A Winnipeg man spent a week in St. Theresa Point, nearly 500 kilometres northeast of Winnipeg, documenting his time living with a family of nine who have no running water or indoor plumbing.
Darrick Baxter told Global News the nearest public water pump is roughly two to three kilometers away and family members must walk in frigid conditions, find a ride or hire a cab to get water.
“The second day, when we went out to get water, we didn’t know it, but the water was filled with grey or brown sludge,” said Baxter, who lives in a “beautiful large home” in the Westwood neighbourhood. “It had a lot of whatever it might have been floating on the top, so it’s either use the fresh water for hygiene or use it for cooking. That’s a decision that is very difficult for a family to make.”
Baxter, who returns to Winnipeg Friday, recounted having to go 22 hours without washing his hands and said brushing his teeth was a luxury that wasn’t always possible.

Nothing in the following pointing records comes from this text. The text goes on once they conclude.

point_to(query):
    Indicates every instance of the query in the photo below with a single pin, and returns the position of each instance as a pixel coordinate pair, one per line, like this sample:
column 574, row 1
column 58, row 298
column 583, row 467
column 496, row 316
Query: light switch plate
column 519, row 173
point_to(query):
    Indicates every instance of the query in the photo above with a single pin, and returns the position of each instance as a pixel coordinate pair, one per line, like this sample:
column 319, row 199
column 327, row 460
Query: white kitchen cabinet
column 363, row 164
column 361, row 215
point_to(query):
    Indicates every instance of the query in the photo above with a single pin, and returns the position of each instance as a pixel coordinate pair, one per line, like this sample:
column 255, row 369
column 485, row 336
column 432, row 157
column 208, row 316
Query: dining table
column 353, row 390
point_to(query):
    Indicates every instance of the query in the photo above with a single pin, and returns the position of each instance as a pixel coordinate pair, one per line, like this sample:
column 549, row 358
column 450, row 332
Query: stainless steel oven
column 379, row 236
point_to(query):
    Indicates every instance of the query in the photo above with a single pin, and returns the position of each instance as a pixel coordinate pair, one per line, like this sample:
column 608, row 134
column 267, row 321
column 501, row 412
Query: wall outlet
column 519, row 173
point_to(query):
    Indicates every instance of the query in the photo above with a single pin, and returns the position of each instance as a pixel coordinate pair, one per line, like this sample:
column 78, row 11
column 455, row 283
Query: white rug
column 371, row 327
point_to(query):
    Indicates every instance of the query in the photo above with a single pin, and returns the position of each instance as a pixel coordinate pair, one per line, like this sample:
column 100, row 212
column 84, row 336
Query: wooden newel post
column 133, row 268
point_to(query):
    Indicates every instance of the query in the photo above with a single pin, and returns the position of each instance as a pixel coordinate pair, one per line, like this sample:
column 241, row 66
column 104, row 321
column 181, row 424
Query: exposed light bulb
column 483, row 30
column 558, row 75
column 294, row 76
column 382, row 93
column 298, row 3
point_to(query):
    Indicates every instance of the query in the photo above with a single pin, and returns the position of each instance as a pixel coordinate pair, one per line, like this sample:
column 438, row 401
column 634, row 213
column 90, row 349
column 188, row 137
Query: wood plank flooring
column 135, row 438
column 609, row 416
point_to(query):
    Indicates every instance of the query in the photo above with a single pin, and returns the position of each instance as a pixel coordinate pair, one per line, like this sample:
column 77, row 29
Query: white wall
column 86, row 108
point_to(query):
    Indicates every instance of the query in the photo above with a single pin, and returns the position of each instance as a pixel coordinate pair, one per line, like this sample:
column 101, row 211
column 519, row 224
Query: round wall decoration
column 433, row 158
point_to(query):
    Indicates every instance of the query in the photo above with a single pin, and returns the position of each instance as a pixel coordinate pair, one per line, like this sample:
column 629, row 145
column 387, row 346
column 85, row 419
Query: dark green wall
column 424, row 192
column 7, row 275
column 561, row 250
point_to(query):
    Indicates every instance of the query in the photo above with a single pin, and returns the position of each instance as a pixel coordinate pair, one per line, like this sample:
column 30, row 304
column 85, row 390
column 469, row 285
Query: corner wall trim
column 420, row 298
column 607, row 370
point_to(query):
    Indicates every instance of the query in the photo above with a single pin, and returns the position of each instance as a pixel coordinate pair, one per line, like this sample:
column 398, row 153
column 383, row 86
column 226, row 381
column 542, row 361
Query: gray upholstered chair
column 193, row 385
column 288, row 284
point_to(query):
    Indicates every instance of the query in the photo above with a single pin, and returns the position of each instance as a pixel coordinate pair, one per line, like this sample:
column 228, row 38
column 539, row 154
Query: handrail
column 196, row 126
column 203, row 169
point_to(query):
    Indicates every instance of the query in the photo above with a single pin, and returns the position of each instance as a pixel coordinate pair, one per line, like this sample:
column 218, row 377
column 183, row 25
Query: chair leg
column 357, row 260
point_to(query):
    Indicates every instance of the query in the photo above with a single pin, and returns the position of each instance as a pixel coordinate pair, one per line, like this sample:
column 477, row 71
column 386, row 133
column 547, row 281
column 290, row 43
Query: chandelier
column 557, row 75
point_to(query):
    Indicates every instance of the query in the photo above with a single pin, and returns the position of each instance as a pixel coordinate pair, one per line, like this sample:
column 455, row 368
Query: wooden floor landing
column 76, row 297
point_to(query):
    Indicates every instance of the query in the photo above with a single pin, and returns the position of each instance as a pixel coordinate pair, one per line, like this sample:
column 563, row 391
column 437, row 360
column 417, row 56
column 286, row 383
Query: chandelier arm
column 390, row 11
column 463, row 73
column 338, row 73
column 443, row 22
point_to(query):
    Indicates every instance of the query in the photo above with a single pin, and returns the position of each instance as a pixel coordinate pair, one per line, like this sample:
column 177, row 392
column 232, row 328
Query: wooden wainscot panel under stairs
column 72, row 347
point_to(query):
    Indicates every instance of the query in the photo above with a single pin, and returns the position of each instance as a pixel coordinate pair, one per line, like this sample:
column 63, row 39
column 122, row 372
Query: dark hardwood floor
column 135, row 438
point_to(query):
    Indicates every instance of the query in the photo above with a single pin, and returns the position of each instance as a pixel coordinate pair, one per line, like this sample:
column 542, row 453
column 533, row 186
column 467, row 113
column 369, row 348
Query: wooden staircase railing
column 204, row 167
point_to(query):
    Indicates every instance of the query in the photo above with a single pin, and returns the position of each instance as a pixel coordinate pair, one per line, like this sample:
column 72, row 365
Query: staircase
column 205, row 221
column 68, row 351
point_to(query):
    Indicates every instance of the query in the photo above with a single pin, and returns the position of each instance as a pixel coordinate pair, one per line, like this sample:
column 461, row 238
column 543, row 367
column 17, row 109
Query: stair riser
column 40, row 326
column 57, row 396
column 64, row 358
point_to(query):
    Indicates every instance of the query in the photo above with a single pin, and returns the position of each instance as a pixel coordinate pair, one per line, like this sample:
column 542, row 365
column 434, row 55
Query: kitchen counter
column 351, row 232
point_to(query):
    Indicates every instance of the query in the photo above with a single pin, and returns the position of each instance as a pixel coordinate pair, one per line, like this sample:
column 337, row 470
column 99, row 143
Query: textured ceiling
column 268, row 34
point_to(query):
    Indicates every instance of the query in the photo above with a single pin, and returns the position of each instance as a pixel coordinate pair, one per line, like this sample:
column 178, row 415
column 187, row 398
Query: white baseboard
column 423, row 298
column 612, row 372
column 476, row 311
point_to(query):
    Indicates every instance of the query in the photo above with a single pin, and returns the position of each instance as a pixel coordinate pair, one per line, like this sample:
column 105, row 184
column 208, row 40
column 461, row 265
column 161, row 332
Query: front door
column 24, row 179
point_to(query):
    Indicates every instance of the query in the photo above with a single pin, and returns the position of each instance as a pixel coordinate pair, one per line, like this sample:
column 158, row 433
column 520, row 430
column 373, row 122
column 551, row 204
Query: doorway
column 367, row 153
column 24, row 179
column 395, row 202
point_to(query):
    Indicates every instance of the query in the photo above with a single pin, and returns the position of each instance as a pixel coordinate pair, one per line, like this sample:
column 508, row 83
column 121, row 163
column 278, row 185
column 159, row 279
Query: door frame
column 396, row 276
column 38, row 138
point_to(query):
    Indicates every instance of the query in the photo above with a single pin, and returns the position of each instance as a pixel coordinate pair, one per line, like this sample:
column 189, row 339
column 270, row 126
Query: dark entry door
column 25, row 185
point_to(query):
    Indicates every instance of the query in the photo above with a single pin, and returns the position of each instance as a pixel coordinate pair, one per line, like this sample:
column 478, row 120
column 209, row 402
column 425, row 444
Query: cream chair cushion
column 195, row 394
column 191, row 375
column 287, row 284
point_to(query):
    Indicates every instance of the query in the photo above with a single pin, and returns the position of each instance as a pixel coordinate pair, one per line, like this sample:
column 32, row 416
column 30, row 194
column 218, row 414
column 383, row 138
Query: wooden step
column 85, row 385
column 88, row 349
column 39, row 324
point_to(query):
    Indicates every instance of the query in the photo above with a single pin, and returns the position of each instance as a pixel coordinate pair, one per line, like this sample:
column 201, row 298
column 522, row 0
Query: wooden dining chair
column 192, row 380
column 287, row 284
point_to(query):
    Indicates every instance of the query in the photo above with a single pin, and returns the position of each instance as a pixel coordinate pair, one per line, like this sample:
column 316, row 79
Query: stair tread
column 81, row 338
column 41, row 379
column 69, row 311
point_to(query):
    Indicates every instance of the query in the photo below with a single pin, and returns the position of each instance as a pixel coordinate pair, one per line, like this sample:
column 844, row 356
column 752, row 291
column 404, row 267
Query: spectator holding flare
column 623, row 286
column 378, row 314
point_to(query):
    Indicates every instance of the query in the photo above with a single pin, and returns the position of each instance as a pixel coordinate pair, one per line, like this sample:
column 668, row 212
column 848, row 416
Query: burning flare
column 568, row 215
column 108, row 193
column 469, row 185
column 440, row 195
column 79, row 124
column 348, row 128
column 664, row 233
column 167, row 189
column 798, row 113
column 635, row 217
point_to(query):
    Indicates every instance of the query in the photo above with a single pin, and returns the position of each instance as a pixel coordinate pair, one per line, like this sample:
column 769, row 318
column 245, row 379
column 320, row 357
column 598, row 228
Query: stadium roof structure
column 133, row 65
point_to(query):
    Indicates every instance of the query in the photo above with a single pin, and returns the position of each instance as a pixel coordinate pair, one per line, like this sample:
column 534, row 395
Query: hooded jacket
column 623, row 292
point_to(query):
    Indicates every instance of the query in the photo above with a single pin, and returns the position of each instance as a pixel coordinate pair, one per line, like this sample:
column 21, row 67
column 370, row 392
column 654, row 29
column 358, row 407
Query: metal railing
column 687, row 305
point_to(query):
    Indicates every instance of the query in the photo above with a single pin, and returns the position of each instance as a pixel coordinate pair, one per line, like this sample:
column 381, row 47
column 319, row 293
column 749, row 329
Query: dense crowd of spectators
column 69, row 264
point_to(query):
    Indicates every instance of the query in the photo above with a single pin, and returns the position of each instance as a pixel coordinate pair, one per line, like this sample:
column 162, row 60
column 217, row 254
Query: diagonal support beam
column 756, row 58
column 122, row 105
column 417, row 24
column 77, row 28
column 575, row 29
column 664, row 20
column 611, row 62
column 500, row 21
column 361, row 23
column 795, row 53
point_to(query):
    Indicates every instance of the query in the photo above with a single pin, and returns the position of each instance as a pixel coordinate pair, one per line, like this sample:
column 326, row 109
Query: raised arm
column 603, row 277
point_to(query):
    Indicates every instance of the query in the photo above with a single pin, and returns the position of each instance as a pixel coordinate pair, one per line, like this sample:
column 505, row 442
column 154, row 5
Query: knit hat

He has been collecting videos and images and tweeting out his time up north in the hope of shedding light on what he said is a dire situation for thousands of people.
The federal government announced earlier in February that it would spend $323 million over the next two years to improve water and wastewater services on Canadian reserves.
A portion of that money will go to reserves in the Island Lake communities, although it’s unclear whether St. Theresa Point will be one of them.